Buddha laid out the following guidelines for Right Speech:

1. to abstain from false speech, especially not to tell deliberate lies and not to speak deceitfully.

2. to abstain from slanderous speech and not to use words maliciously against others.

3. to abstain from harsh words that offend or hurt others.

4. to abstain from idle chatter that lacks purpose or depth.

Buddha sets the bar high for us trouble-making human beings! Yet we can't deny the pain and frustration that wrong speech can bring to our lives on a daily basis. Our words have such power over us that they creep into our muscles and bones -- they have the power to give us life or cripple our souls.

Many of us seem to feel we have the no lying part of Right Speech down, but very few of us have mastered the art of not talking badly about our neighbors/co-workers/friends/family members, or using words that offend, or engage in idle chatter throughout the day.

I have to be the first to admit that I love to chatter - love to comment on things and discuss and talk and talk and talk. And sometimes it gets so darn tiring. It's actually freeing for me to realize that I just can be still and should be still more often. And when I'm being still, I'm learning to be a better listener.

Surrounding talking about others, I find it all too easy to be entertained by the latest gossip -- to hear the rundown on what Jane did yesterday, or what Tom is doing today, and about how Jane and Tom got into an argument over x,y and z. I listen and engage in the drama-filled gossip session, and I find myself tired and a bit stressed by the end.
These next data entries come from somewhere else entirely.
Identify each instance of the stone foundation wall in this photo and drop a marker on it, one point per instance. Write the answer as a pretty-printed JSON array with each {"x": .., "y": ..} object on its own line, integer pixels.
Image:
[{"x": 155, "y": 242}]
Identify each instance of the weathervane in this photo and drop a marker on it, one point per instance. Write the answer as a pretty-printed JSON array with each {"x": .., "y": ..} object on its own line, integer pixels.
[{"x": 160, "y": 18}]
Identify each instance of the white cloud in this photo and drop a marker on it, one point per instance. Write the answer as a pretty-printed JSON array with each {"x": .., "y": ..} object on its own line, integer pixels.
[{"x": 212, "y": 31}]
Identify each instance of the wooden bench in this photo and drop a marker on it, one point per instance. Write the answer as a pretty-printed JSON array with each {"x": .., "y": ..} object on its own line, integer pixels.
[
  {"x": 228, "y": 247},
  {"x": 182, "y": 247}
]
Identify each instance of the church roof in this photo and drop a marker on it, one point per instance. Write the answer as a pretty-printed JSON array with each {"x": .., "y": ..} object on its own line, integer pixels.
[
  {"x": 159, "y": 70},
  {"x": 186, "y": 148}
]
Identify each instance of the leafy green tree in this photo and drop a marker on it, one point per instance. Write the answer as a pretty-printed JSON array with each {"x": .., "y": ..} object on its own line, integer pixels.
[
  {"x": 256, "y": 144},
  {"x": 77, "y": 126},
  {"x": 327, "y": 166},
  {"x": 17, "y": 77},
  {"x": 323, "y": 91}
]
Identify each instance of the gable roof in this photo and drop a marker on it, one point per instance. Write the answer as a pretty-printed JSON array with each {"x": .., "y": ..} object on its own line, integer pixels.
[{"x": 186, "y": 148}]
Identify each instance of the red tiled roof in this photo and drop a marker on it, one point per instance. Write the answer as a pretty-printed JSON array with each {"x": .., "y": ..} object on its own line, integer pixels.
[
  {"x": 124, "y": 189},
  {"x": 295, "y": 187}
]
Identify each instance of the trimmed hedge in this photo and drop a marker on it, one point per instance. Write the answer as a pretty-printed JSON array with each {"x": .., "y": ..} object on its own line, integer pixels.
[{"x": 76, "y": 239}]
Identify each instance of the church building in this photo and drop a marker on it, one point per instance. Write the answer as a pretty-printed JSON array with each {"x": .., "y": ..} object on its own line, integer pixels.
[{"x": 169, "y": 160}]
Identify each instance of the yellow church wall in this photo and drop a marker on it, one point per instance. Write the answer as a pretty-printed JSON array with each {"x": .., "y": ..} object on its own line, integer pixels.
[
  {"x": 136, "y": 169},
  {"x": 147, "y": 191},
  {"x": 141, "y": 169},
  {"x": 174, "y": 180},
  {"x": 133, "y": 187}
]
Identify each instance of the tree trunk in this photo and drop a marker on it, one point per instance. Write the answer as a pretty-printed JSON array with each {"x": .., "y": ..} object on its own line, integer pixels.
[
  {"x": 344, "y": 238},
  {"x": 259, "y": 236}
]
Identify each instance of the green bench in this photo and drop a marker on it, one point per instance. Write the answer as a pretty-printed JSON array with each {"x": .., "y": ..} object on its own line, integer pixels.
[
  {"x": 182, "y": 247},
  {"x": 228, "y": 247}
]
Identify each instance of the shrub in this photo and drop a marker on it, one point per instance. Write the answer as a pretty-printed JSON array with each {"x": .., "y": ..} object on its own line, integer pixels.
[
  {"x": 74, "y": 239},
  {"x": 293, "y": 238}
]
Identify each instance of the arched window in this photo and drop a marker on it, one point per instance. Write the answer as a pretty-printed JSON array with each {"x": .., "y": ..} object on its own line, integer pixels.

Jane and Tom's x, y's and z's become my problems indirectly -- and yep...my muscles and bones feel it.

It is said that we don't use our minds to their fullest potential, and just maybe this has to do partially, or maybe even majorly with the words we choose to use and how much we engage in idle chatter. Sometimes we babble on about how we don't want to do something, or how silly it is we have to perform a certain action, etc. And by the time we are done going on and on and on, the thing that we dread would be completed and our minds reeling from the high from performing a task successfully.

Or we blurt out something and wish we could reel it back in -- and then we spend the rest of the day thinking about (while wasting mental energy) what we said. We worry about the repercussions of our words.

In a nutshell, we are our words. Our words shape and mold much of our daily experience.

I make mistakes each day. I choose words that I regret...but I need to remind myself that I can stop my words right as they are about to come out of my lips. And I can breathe...and let my ill-feelings pass. And if I fail and those words come spewing out of my mouth. I'll try again and again and again...and maybe...just maybe...I'll be on the Right Speech path one fine day.